Have you ever thought of something that you thought you would never do, and then you end up doing it? Like you think there is no way I would ever go rock climbing because I’m not into that. Then a day later you go rock climbing with some buddies. That happened to me yesterday. I’ve grown up in the mountains, miles upon miles away from the nearest sea or ocean. So I never thought that I would go surfing. Ever. Yesterday in the afternoon after our Spanish class we went surfing. I still find it hard to believe that it happened. A farm girl, from outside a small mountain town, doesn’t usually do that. The best part about surfing was seeing everyone else do it. I was expecting everyone to keep falling, not because I doubted them but because it seemed hard. But everyone was riding the waves like first day pros. It was a truly unique experience.
Another question. A bit more deep this time. Have you ever had a dream of doing or achieving something? One that seems out of reach, and almost unachievable? Then you do end up living that dream? What did you feel?

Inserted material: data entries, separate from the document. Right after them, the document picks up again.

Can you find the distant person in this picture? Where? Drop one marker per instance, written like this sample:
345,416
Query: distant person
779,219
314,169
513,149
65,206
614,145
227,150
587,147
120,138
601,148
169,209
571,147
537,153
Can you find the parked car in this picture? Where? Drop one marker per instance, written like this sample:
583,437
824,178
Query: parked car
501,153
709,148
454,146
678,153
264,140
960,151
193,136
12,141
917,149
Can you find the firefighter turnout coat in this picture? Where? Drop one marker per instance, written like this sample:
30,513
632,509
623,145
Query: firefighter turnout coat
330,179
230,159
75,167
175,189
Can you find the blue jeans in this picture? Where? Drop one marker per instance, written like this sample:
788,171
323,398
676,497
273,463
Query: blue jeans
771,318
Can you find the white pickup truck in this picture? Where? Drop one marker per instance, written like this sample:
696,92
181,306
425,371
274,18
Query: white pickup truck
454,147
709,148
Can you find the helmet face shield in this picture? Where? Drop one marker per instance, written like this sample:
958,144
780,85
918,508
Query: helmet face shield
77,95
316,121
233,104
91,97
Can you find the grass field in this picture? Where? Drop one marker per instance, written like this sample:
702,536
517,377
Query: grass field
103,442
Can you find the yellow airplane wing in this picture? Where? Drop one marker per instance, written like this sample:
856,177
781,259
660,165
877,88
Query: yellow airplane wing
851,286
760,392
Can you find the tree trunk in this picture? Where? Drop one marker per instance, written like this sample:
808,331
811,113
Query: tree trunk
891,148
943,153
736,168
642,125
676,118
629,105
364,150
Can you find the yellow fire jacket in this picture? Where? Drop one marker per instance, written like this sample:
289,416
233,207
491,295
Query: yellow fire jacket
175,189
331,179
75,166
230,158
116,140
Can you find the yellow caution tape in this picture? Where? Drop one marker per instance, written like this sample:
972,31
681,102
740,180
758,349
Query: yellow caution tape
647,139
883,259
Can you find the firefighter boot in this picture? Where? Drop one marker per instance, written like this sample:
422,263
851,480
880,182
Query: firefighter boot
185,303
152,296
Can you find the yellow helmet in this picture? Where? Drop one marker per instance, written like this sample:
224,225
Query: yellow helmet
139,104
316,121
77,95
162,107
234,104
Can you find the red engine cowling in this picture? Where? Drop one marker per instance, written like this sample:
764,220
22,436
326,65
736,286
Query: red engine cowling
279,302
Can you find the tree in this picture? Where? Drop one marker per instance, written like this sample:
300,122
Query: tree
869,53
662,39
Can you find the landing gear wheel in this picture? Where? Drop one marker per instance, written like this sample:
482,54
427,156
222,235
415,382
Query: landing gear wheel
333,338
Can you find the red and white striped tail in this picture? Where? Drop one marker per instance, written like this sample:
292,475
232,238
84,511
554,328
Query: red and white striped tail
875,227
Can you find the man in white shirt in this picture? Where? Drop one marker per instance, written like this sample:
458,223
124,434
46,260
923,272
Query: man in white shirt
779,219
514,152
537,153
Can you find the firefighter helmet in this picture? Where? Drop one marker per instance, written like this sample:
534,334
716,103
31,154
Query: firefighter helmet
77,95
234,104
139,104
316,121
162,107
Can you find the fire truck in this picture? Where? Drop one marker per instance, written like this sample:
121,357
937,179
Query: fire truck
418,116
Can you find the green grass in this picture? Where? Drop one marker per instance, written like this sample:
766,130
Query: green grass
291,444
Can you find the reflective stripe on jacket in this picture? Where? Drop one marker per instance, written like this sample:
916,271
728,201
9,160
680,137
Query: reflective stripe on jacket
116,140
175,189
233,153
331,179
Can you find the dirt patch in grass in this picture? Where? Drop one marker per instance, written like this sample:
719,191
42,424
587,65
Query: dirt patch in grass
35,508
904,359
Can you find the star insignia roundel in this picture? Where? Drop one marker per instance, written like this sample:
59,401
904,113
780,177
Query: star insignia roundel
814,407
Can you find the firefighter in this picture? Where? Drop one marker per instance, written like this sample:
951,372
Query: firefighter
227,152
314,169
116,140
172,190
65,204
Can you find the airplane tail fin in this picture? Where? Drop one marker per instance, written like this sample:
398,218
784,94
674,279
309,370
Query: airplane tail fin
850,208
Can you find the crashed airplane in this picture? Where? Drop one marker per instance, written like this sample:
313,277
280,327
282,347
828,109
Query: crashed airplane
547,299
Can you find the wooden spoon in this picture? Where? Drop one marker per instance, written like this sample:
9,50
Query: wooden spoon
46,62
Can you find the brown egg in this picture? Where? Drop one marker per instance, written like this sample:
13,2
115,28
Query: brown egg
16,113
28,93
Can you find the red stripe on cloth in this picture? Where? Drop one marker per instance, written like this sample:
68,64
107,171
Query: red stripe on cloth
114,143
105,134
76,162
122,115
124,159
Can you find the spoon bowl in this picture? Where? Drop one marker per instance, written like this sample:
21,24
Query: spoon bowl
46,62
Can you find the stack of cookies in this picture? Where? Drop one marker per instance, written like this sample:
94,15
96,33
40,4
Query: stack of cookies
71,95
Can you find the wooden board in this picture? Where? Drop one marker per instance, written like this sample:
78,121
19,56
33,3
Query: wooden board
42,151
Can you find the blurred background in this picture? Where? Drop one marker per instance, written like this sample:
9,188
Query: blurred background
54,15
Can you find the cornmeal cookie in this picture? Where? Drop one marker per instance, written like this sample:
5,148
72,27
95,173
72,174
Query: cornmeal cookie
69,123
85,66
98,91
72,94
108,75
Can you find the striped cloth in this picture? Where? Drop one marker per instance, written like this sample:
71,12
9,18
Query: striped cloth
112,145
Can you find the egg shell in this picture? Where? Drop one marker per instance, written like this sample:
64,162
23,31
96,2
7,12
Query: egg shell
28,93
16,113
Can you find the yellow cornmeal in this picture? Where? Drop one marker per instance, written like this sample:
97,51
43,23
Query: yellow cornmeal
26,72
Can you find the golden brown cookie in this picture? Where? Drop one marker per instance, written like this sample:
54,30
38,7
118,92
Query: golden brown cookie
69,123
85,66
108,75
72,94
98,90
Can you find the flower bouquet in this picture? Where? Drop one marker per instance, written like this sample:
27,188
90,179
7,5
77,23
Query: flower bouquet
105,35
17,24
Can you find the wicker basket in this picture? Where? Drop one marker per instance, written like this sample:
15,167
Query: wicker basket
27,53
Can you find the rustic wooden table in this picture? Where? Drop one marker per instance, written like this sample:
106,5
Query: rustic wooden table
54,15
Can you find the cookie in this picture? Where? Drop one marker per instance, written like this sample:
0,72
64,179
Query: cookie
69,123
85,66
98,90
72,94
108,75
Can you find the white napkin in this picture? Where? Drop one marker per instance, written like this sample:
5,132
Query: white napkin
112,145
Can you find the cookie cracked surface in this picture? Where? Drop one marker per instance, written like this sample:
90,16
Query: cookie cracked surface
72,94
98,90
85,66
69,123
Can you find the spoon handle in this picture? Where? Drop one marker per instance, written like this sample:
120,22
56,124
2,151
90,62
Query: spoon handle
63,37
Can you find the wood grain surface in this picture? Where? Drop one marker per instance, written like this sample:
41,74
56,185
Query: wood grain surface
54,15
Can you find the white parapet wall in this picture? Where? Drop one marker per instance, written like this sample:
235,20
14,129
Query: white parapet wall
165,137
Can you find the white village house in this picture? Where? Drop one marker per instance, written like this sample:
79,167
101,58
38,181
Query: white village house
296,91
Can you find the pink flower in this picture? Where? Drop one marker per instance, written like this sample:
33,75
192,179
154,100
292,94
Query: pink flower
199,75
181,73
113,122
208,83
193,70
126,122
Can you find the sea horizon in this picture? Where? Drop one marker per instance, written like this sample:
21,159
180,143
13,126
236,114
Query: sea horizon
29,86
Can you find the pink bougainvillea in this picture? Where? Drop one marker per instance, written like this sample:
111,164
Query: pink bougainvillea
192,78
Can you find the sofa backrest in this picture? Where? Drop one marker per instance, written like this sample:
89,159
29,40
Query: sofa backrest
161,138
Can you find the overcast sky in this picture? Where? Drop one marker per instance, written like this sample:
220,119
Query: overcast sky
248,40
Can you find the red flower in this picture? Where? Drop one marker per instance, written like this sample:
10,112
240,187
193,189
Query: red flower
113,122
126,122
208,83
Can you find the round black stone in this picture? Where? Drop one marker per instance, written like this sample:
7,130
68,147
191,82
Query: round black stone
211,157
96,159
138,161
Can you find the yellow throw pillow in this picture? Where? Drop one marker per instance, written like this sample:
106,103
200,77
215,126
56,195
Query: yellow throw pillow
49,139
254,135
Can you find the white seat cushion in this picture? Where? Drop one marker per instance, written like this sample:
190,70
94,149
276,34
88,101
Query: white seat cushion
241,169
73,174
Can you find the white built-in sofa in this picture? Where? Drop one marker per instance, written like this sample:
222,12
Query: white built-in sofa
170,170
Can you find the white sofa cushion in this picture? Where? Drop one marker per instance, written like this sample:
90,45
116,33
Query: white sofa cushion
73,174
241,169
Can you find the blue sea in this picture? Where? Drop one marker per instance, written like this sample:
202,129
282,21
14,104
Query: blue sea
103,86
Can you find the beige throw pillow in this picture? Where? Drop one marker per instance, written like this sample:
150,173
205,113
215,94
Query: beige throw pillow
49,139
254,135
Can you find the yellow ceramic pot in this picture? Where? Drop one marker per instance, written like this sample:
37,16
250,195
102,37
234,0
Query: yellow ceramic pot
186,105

I’ve always wanted to travel to another country, to experience a new place and culture. However, I felt that dream slipping out of reach, slipping out of mind, one that seemed…unattainable. Then I set foot on the soil of Mexico. A dream that I finally achieved. Something to cross off of my bucket list. Ever since then I’ve had a feeling, that is so complex that there is no way to write it. I try to think of how to explain it as I lay here in my bed, but I can’t. I can, and I will, but it will be vague. What I feel is alive. Yes, it’s a one word answer and it’s vague, but the feeling itself, is not. It’s a feeling that is so complex it can never be described, it can only be felt. It’s been awhile since I’ve felt this alive, and it is refreshing. Refreshing to have my heart beating, to have a clear mind, and a soul full of joy and aliveness.